United, we stand divided...

It seems the only thing Israeli society has in common is prejudice against ‘the other’.

Gay pride in Israel (Jerusalem) 311 (photo credit: REUTERS)
Gay pride in Israel (Jerusalem) 311
(photo credit: REUTERS)
I have spent far much too much time over the past 13 years consoling Israeli friends and colleagues about offense caused to their community by other groups of Israeli citizens and state institutions. However, it seems that the past few weeks have set a new record with few groups left unscathed.
Israeli-Ethiopians were the target of a racist campaign in Kiryat Malachi, Arab- Israelis were let down by the Supreme Court’s majority decision to uphold restrictions on their home-making with (non-Israeli) Palestinians, Israel’s haredim (ultra-Orthodox) were affronted by being lumped-in with an extremist minority in Beit Shemesh. Israeli women across the spectrum were more or less horrified at their increasing exclusion from public spaces.
Admittedly, I haven’t had to console any friends and colleagues from the LGBT, progressive, Russian, Mizrachi or settler communities this past week in the face of generalized vilification – but I fear I will have adequate opportunity over the coming weeks.
Taken as a whole, it is safe to assume that an overwhelming majority of Israel’s 7.7 million citizens have quite frequently found themselves the victims of crude generalizations, prejudice and stereotypes at the hands of other groups of their fellow citizens.
The fact that experiences like these are shared by so many is obviously a source of great personal upset and collective concern for the future of Israeli society, but also possibly a paradoxical source of some hope. But only if we all – together, as Israeli citizens – begin to take shared responsibility for what currently feel like our particular misfortunes. The reality is that the corrosive state of intergroup relations in Israel is not only about particular attitudes toward Arabs, secular, religious, orthodox and progressive Jews, gays and heterosexuals, immigrants and veterans, men and women; it is also about our overwhelmingly negative attitudes to everyone different from ourselves.
I have long got over my surprise that even members of obviously weaker groups in Israeli society who routinely suffer from prejudice, like Arabs, Ethiopians and the LGBT communities, are – by the admission of many friends and colleagues from these communities – at least as prejudiced toward each other as are their tormentors towards them.

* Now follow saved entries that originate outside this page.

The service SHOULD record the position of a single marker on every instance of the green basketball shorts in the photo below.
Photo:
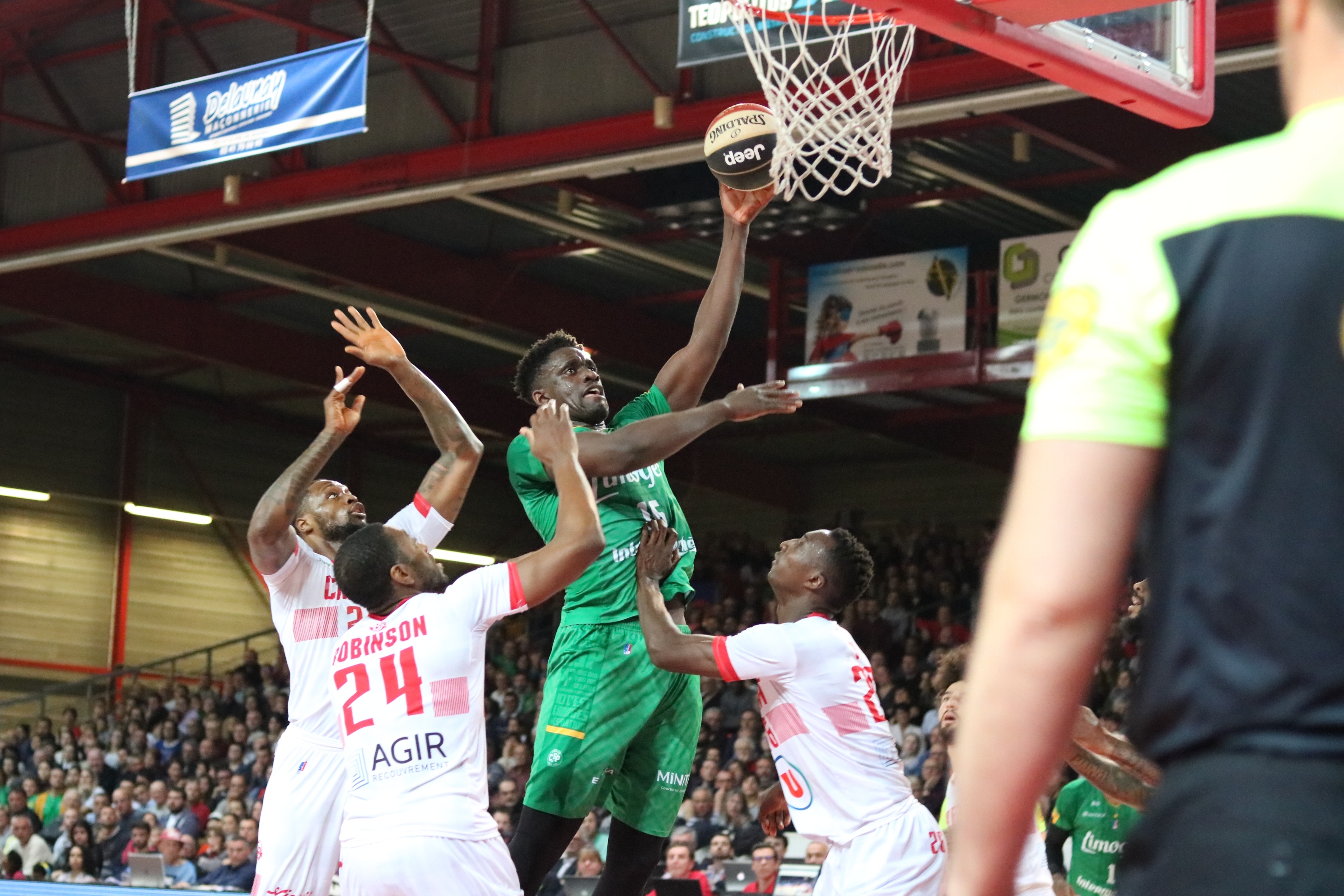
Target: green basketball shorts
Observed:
(615, 730)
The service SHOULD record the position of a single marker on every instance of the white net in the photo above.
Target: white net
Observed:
(834, 113)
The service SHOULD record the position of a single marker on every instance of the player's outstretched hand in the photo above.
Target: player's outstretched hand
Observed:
(775, 811)
(658, 554)
(744, 206)
(758, 401)
(551, 434)
(370, 342)
(341, 418)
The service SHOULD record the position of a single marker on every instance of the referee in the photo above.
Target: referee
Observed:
(1190, 371)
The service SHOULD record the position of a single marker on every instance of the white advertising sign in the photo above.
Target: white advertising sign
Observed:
(1027, 268)
(890, 307)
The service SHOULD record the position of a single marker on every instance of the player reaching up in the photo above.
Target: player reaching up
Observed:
(411, 686)
(612, 728)
(295, 534)
(1033, 873)
(840, 778)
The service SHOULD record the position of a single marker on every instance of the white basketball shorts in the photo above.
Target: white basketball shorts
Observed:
(902, 858)
(429, 866)
(299, 837)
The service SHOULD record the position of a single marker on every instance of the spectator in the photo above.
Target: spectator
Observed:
(765, 863)
(64, 839)
(139, 844)
(177, 815)
(236, 871)
(681, 866)
(738, 824)
(590, 863)
(211, 855)
(191, 792)
(721, 851)
(28, 844)
(104, 774)
(700, 820)
(75, 871)
(248, 831)
(178, 871)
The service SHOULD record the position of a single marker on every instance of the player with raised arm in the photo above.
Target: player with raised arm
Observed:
(615, 731)
(840, 778)
(295, 534)
(1033, 871)
(409, 683)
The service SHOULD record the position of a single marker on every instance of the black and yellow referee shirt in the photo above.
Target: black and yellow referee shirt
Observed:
(1202, 312)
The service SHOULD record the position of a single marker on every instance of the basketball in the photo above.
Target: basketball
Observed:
(740, 144)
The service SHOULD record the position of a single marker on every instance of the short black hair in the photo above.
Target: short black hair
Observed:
(541, 352)
(952, 668)
(851, 565)
(364, 566)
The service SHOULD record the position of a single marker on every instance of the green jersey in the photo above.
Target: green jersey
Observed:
(1100, 829)
(605, 593)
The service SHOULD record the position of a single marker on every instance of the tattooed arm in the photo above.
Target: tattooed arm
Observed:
(1093, 738)
(447, 483)
(1109, 778)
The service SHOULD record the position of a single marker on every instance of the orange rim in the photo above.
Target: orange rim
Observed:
(868, 19)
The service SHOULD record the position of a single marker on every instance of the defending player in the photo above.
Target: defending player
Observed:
(295, 534)
(840, 778)
(613, 730)
(409, 681)
(1033, 873)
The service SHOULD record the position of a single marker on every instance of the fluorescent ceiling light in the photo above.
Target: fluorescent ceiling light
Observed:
(25, 494)
(177, 516)
(457, 556)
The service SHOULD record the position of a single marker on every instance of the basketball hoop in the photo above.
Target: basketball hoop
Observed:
(834, 113)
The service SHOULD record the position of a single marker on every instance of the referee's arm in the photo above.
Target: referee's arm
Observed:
(1092, 443)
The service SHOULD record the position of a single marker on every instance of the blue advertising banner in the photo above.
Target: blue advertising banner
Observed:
(706, 31)
(273, 105)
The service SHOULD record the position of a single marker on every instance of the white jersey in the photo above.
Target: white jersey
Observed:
(309, 613)
(409, 692)
(830, 742)
(1033, 872)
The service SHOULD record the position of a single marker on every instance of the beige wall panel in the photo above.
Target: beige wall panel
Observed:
(57, 563)
(186, 593)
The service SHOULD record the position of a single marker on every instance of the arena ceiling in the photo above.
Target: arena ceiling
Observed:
(513, 183)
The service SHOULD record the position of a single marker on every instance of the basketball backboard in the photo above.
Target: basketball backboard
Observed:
(1156, 60)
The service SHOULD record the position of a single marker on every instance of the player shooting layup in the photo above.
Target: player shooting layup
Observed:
(295, 534)
(840, 778)
(613, 730)
(411, 683)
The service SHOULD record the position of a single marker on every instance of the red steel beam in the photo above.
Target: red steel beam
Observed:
(479, 287)
(70, 133)
(203, 332)
(327, 34)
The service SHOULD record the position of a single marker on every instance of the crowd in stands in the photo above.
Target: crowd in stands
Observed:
(171, 769)
(182, 769)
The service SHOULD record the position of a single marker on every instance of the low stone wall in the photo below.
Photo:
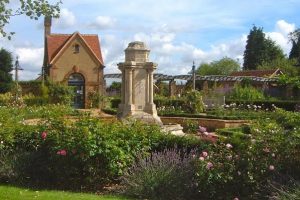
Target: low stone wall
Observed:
(210, 124)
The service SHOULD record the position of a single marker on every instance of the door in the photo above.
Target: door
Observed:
(76, 80)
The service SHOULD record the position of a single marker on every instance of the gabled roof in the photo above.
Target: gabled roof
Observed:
(57, 43)
(258, 73)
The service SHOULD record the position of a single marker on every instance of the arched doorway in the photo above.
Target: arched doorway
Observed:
(77, 81)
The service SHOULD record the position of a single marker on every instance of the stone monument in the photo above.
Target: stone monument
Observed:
(137, 85)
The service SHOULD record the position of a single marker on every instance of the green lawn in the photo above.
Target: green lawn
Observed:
(15, 193)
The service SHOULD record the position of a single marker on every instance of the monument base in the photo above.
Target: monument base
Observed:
(143, 116)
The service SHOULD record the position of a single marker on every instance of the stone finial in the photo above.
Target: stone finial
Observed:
(47, 25)
(137, 52)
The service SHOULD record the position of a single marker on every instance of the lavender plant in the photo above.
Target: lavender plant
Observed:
(163, 175)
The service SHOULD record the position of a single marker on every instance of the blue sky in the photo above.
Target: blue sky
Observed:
(177, 32)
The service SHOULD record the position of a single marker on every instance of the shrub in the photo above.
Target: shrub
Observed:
(246, 93)
(162, 175)
(59, 93)
(193, 102)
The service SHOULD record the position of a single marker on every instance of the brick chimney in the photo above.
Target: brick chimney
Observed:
(47, 25)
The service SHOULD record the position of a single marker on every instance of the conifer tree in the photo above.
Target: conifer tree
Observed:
(260, 49)
(6, 67)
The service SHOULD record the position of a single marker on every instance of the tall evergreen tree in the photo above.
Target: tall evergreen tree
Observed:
(260, 49)
(6, 66)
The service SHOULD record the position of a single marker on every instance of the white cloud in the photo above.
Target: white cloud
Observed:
(103, 22)
(31, 60)
(280, 35)
(66, 20)
(284, 27)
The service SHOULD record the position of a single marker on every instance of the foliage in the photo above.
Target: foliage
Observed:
(260, 49)
(31, 8)
(193, 102)
(287, 66)
(18, 193)
(6, 66)
(246, 93)
(286, 193)
(224, 66)
(162, 175)
(59, 93)
(260, 105)
(295, 51)
(59, 151)
(292, 81)
(162, 88)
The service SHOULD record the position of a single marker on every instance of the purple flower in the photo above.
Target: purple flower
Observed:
(228, 146)
(209, 165)
(44, 135)
(202, 129)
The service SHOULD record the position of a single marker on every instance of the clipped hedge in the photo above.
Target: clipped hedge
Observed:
(76, 153)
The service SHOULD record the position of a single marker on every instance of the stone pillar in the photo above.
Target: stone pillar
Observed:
(137, 84)
(129, 87)
(150, 86)
(172, 88)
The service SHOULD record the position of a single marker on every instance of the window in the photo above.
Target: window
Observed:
(76, 48)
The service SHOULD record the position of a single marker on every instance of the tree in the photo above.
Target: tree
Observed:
(260, 49)
(31, 8)
(224, 66)
(286, 65)
(6, 66)
(295, 51)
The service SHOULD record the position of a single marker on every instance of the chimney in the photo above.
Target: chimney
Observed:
(47, 25)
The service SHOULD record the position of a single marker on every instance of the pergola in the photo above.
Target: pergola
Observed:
(214, 78)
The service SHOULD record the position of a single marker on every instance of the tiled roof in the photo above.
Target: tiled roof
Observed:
(257, 73)
(55, 42)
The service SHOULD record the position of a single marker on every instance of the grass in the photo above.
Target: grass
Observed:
(16, 193)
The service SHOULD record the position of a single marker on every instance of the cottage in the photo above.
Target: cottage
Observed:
(76, 60)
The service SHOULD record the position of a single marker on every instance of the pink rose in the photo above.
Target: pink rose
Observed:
(209, 165)
(202, 129)
(204, 154)
(44, 135)
(229, 157)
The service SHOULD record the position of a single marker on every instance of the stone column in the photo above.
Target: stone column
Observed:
(129, 87)
(123, 88)
(150, 86)
(147, 87)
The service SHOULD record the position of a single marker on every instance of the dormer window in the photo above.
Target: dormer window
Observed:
(76, 48)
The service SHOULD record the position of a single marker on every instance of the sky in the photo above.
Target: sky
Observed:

Laws and their enforcement against prejudice and discrimination are important, but these should be generalized, not particularized. We often hear calls after racist incidents to draft new laws to protect a certain group and its rights, but that trend could continue ad absurdum. If we were to learn of discrimination against a gay Ethiopian blind person, should we draft new laws to ban that?
TO MAKE progress we have to understand that all these attacks are inter-connected by shared negative attitudes to “others,” held by many or all groups across Israeli society. We need to cultivate a collective culture of acceptance of diversity. This is not only of basic moral importance, but according to all our traditions, it is absolutely essential for our collective survival and success as we are all part of a society which is, above all else, characterized by its diversity.
Recent research conducted for a major society-building initiative called Kulanana, which my organization is leading, shows the extent of the problem. In Israel, fear of “others” is high, familiarity is low and attitudes are generally negative. Indeed it is important to understand the close and poisonous relationship that exists between the separate lives we live – in our homes, schools, the IDF and in the work-place – and both our fears and prejudices.
This is not the place to discuss the many powerful historical and contextual causes of this situation, of which – quite clearly – the unresolved regional conflict is a dominant factor.
However, faced with the threat of still-greater fragmentation, this is certainly the time to call for a broad recognition of our overwhelmingly shared shortcoming as concerns our attitudes to others. We urgently need to begin to work hard – together! – to develop educational, social, economic and other strategies to overcome our shared attitudinal barrier to a higher quality of life for all of us and the collective success of Israeli society and the State of Israel.
Key to making change is the creation of many more opportunities for Israelis of all backgrounds to gain a comfortable familiarity. From experience, this will quickly reveal shared identities, values and interests, reduce our prejudices and fears, and pave the way to building a far better shared future.
The writer is director and founder of Merchavim – the Institute for the Advancement of Shared Citizenship in Israel and initiator of Kulanana.